Review: Weapons of Math Destruction In an important new book, Cathy O’Neil warns us that algorithms can and do perpetuate inequality

Evelyn Lamb:

“The technology already exists. It’s only the will we’re lacking.” These sentences from Cathy O’Neil’s new book Weapons of Math Destruction have been haunting me since I read it. They come from the last chapter of a book in which she has illustrated again and again how, in the words of her subtitle, “big data increases inequality and threatens democracy.” With Facebook’s new trending topics algorithm and data-driven policing in the news, the book is certainly timely.

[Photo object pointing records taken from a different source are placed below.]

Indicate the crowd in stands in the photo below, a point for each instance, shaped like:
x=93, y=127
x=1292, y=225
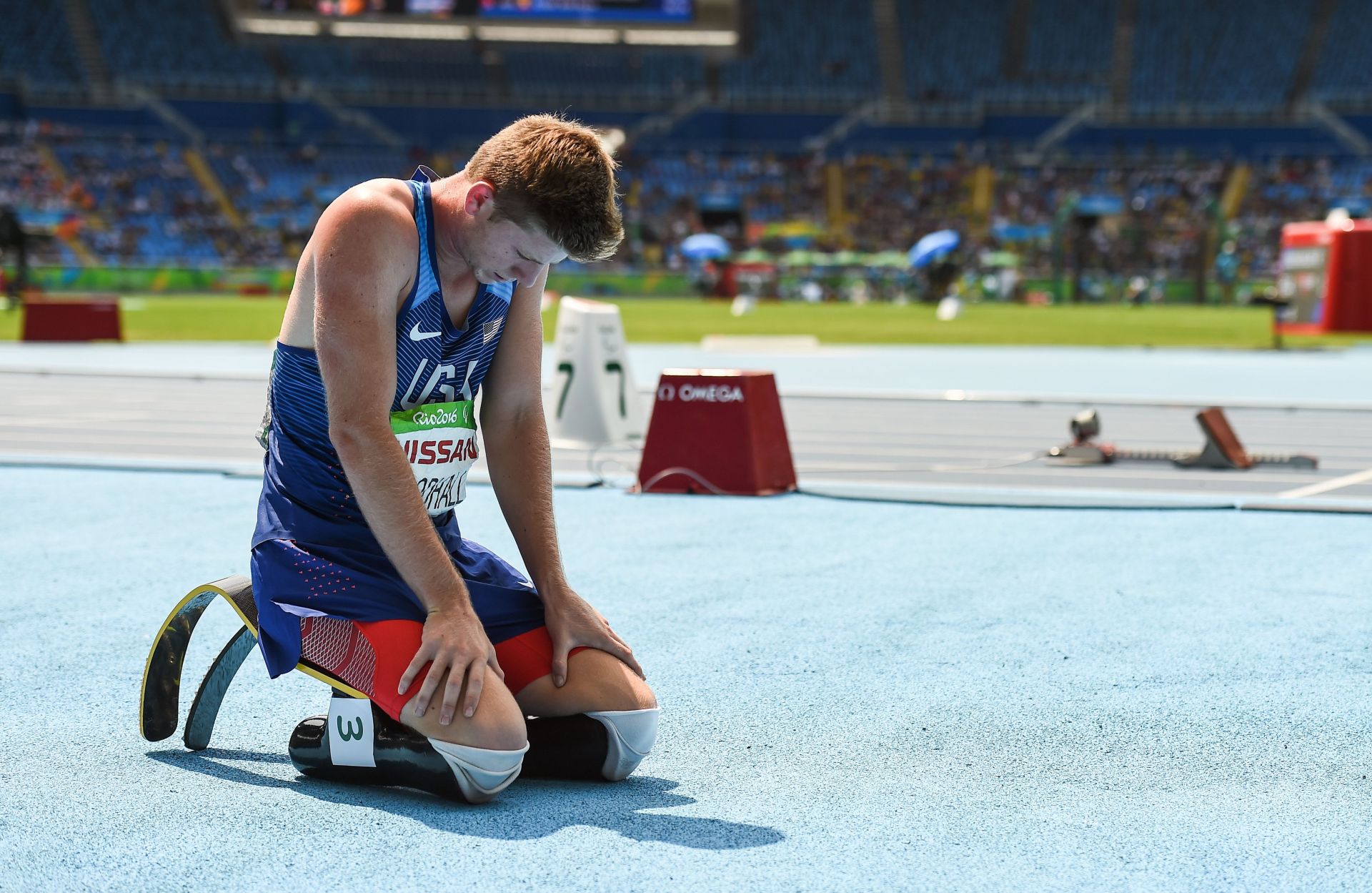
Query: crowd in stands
x=1224, y=54
x=135, y=202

Weapons of math destruction, which O’Neil refers to throughout the book as WMDs, are mathematical models or algorithms that claim to quantify important traits: teacher quality, recidivism risk, creditworthiness but have harmful outcomes and often reinforce inequality, keeping the poor poor and the rich rich. They have three things in common: opacity, scale, and damage. They are often proprietary or otherwise shielded from prying eyes, so they have the effect of being a black box. They affect large numbers of people, increasing the chances that they get it wrong for some of them. And they have a negative effect on people, perhaps by encoding racism or other biases into an algorithm or enabling predatory companies to advertise selectively to vulnerable people, or even by causing a global financial crisis.